ZONA DE PERECÍVEIS (45)


Portugal em aforismos

Em Portugal, a diferença de rendimentos entre os mais ricos e os mais pobres é cada vez maior e os escândalos de corrupção, roubo e branqueamento de capitais sucedem-se com frequência aterradora, envolvendo não poucas vezes governantes ou ex-governantes. Isto, sublinhe-se, após 42 anos de democracia. Diz o povo, recordando o passado fascista, que não há mal que sempre dure - e completa, recordando o presente vigarista, que tão-pouco há bem que nunca se acabe. Sobre os episódios de corporativismo, nepotismo e amiguismo, o povo filosofa: quem parte, reparte e não fica com a melhor parte, é tolo ou não tem arte.
Apesar de toda a gente em Portugal, por devoção ou obrigação, ir hoje à escola, nunca se viu tanta falta de educação – nos modos dos indivíduos, na violência de palavras e actos, no desprezo pela saúde do planeta, na brutidade para com os semelhantes (mesmo os familiares, mesmo as crianças, mesmo os idosos).
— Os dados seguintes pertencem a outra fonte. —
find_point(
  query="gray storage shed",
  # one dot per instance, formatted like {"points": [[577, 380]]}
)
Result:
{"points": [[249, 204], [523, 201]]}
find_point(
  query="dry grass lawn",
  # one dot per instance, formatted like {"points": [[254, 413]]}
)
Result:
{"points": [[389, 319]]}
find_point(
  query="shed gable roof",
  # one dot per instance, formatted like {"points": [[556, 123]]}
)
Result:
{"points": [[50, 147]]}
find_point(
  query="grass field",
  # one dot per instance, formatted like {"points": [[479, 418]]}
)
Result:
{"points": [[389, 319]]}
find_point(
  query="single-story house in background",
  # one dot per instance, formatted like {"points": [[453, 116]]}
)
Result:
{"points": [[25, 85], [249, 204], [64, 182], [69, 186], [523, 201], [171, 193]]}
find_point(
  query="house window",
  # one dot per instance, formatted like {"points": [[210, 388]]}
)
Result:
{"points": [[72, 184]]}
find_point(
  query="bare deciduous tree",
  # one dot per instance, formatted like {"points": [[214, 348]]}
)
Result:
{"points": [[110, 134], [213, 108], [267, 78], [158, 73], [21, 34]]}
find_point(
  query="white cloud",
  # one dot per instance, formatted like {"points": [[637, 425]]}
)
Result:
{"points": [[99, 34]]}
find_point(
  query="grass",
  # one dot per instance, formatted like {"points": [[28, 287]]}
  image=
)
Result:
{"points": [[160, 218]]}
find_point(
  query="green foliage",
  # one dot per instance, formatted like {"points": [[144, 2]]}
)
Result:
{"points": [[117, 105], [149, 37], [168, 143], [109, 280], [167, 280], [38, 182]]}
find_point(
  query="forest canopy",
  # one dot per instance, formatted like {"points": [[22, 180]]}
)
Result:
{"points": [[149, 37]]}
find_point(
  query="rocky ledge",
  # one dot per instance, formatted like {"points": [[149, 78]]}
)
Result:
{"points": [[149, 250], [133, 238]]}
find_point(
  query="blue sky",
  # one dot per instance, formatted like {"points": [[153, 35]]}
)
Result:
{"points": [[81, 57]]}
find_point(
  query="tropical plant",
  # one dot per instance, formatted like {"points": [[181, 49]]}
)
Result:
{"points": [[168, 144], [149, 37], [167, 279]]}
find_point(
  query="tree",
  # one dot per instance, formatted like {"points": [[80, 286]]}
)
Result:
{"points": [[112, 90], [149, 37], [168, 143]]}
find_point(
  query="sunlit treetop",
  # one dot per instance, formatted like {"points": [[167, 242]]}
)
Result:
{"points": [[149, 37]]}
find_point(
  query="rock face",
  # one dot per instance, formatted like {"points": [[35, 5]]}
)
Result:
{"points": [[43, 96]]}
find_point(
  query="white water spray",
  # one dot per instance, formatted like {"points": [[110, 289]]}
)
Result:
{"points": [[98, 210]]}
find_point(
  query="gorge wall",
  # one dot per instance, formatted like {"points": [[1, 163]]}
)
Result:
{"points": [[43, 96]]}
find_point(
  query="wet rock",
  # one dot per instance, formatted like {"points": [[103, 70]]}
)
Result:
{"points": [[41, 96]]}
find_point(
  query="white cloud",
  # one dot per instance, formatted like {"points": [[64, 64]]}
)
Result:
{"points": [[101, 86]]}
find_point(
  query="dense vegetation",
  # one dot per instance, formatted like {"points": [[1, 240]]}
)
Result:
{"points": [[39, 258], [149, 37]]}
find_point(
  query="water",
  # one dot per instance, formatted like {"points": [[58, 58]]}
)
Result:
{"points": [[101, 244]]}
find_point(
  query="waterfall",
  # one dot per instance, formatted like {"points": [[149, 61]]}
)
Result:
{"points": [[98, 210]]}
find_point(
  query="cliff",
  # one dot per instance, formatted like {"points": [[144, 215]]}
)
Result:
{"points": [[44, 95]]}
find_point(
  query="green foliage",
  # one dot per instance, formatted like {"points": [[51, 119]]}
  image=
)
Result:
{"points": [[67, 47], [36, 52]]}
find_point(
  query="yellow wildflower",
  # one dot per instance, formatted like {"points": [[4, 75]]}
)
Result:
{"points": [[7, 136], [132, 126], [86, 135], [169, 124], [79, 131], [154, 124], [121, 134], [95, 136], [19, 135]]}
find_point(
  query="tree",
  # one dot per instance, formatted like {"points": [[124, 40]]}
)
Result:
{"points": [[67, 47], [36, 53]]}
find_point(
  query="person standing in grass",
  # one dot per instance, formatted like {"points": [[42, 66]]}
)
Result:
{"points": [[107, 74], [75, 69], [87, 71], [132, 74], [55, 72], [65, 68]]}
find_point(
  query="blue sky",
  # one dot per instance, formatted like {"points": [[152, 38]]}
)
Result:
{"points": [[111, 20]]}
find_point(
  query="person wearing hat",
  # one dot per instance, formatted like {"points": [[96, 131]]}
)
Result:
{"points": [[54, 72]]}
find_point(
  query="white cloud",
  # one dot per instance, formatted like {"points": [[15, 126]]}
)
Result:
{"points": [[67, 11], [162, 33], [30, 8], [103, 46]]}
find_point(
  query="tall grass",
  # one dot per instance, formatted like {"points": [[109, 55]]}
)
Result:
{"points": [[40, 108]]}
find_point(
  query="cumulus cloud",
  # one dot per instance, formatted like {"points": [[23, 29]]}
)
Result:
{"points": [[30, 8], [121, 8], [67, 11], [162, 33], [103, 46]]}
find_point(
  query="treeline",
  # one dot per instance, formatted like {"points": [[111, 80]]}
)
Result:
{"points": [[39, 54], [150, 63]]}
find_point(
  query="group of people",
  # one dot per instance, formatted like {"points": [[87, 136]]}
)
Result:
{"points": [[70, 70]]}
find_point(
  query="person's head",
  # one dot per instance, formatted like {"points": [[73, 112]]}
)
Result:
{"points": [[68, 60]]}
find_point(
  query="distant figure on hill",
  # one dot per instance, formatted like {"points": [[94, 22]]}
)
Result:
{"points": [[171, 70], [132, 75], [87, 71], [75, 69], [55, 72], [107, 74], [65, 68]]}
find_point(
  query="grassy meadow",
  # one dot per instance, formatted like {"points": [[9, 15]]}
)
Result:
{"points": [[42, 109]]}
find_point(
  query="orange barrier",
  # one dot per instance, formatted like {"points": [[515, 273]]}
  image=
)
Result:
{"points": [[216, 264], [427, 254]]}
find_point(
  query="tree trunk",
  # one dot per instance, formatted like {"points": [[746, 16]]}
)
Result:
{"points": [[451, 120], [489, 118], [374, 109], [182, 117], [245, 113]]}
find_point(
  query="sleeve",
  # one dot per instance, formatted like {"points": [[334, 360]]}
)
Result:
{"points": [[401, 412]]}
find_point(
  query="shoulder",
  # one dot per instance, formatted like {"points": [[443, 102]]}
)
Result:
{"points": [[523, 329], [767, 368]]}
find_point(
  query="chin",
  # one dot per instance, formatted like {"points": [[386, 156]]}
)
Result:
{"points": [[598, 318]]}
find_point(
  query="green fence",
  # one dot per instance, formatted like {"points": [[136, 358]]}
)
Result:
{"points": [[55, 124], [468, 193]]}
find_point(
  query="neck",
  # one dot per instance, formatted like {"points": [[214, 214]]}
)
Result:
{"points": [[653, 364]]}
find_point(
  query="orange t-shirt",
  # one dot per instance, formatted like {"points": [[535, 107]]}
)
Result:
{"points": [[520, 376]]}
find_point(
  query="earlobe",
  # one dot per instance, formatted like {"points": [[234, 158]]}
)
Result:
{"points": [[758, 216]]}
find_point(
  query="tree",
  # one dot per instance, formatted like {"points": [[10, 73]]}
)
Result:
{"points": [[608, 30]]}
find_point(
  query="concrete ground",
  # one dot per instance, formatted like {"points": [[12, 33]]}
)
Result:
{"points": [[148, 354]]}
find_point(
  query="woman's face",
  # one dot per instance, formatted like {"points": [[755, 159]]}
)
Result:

O povo diz que o segredo é andar para a frente, porque atrás vem gente, e que entre mortos e feridos alguém há-de escapar.
O Cristiano Ronaldo é o melhor jogador português de sempre, mas a ignorância, a ingratidão e a inveja de muitos compatriotas reduzem-no, com frequência impressionante, a saco de pancada nacional, basta que a bola bata na trave (ou que o guarda-redes dos outros faça uma defesa impossível) – a turba maldizente é célere a ver no madeirense galáctico o culpado de todas as frustrações e de todas as derrotas: babando-se de ódio ou ciúme, o país critica-lhe a autoconfiança, o penteado, o desassombro, as namoradas, a ambição, a fortuna, e uiva-rosna-ladra, sobre a provável injustiça do julgamento popular, que quem não quer ser lobo não lhe veste a pele. Augura também, sibilante: quanto maior é a subida, maior é a queda.
O centrão político anda a governar-se, mais do que a governar-nos, há quase quatro décadas. Não obstante os insultos da vox populi, são sempre os mesmos a ganhar as eleições, tão certo como um e outro serem – os dois – iguais. O povo acha que não vale a pena trocar o certo pelo incerto e que atrás de mim virá quem de mim bom fará. Os eternos donos do poder reforçam esta crença com suposições ominosas acerca das consequências (sempre nefastas) de eventual mudança, tudo com sérias reticências no discurso e com graves reticências no tom do discurso, pois – já se sabe – para bom entendedor, etc., etc.
Posto isto, que não é realmente encomiástico para o meu país e para os meus compatriotas, eu tenho de dizer que amo o meu país e os meus compatriotas. Talvez caiba aqui mais um aforismo: quem o feio ama, bonito lhe parece.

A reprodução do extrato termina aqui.